In order to fund its 40% share of the projected $88 million capital costs, Pioneer took out a 52,000-oz gold loan repayable over five years that yielded $28 million. Last year Pioneer also completed the sale of a $12 million convertible debenture to Pegasus Gold Inc. (TSE). If the debenture and warrants are fully exercised, Pegasus would have a 20.3% stake in Pioneer.
The Premier Gold project (which Willis noted was $5 million over budget) is expected to be in commercial production by late summer or early fall. At 2,200 tons per day, the mine is expected to produce 77,000 oz gold and 900,000 oz silver annually for the first four years of full production.

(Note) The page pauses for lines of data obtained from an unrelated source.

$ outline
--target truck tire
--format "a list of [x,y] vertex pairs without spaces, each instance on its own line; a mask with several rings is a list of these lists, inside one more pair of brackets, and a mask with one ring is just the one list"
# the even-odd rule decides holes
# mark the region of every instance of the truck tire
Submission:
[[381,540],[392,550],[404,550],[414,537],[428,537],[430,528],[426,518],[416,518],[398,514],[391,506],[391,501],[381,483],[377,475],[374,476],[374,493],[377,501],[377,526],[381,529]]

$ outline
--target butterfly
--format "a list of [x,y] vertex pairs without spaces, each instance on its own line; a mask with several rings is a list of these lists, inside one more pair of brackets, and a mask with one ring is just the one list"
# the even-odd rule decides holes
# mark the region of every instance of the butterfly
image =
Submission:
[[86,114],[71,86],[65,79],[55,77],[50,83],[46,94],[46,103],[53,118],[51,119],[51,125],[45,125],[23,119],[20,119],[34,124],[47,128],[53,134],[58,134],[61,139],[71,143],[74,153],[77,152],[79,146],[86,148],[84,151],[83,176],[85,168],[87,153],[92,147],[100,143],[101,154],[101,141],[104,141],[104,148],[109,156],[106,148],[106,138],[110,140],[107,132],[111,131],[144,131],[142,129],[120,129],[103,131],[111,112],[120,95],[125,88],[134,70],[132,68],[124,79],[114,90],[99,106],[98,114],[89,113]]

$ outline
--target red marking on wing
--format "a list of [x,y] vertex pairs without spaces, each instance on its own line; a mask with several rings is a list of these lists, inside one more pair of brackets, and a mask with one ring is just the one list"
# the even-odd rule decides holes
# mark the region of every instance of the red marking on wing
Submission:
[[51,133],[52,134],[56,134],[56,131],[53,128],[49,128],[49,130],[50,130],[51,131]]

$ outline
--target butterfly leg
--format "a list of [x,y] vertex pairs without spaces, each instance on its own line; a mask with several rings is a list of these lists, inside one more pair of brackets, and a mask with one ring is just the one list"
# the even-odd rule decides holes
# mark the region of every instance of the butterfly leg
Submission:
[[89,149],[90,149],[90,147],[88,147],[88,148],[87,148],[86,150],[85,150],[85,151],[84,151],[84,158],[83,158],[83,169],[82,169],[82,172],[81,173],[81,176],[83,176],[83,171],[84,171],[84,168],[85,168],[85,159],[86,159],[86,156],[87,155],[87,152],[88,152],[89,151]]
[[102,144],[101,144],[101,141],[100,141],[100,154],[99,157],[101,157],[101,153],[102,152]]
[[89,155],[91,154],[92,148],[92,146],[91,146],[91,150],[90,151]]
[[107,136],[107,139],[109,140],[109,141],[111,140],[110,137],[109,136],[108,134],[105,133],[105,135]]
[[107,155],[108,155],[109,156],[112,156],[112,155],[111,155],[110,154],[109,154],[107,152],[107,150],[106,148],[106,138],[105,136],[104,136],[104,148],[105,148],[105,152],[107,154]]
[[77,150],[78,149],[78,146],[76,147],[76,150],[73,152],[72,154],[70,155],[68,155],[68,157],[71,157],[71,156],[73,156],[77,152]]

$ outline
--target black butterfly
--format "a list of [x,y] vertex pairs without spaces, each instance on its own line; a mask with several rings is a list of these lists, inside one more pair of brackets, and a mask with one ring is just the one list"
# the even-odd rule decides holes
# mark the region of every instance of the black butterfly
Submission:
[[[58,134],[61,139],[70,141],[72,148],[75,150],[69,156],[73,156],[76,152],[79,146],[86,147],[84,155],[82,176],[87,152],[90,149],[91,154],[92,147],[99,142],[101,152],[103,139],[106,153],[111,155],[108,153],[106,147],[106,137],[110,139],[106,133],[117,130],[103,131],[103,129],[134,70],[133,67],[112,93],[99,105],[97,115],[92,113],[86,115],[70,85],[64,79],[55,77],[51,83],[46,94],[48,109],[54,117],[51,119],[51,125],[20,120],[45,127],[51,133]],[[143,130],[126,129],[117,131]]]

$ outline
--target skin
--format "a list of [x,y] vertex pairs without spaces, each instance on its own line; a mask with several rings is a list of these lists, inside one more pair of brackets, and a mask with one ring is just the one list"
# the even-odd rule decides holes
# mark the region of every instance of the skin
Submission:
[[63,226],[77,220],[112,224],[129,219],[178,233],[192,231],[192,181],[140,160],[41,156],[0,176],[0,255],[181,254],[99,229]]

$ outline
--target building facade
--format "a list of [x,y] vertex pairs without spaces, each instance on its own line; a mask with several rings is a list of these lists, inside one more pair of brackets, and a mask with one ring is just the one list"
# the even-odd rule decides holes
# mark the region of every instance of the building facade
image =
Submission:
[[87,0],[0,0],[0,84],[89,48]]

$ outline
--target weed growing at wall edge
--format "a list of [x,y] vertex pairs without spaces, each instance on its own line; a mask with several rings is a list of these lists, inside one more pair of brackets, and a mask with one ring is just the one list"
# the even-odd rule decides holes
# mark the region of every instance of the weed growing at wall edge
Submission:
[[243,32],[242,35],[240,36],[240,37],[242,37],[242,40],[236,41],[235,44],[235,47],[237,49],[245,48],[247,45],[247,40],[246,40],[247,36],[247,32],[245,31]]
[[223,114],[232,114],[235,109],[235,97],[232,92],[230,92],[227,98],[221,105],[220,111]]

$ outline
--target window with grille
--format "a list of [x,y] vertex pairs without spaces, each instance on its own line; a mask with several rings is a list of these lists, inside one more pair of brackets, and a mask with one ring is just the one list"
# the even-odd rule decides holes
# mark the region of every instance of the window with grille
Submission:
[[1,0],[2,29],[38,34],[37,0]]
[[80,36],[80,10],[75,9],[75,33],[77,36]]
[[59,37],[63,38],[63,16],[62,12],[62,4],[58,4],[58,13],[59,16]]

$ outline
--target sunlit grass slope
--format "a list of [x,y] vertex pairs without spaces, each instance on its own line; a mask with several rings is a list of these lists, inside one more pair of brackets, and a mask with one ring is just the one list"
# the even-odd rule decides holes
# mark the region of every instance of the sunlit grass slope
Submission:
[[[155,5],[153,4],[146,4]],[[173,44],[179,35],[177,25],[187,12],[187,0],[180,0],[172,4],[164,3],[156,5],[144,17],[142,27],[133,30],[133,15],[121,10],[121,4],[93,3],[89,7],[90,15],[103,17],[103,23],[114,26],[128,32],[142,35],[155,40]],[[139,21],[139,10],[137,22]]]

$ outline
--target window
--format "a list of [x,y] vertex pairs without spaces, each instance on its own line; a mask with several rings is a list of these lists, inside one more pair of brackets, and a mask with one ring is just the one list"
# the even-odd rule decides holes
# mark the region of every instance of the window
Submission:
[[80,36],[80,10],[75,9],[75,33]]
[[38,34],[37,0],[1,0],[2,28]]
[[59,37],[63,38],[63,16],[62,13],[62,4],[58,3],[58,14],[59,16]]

Willis said an underground program is in progress to develop reserves that could be added to the lower grade open pit material to enhance production and extend the current 11-year mine life. Recent results include 27.9 ft of 0.237 oz gold and 1.05 oz silver and 13.1 ft of 0.226 oz gold and 0.15 oz silver.
If Puffy Lake was the bane of 1988, Willis called the 50%-owned Stibnite heap leach gold mine in Idaho “a pleasant surprise.” Geological reserves at the seasonal open pit mine were upgraded to 11.2 million tons grading 0.037 oz gold, while mineable reserves of 2.7 million tons at 0.037 oz gold added four years of mine life. This year, Pioneer and several other mining groups intend to evaluate the potential of the sulphide resource in the entire Stibnite Valley.
Pioneer is also reporting exploration success at its 100%-owned Bonito project in New Mexico. The company’s 1988 program identified reserves suitable for open pit mining in the Blue Front zone that will be upgraded this year to the proven/ probable category.
The company recently acquired two exploration projects in British Columbia where the focus is on finding gold-enriched zones adjacent to existing copper-gold porphyry deposits.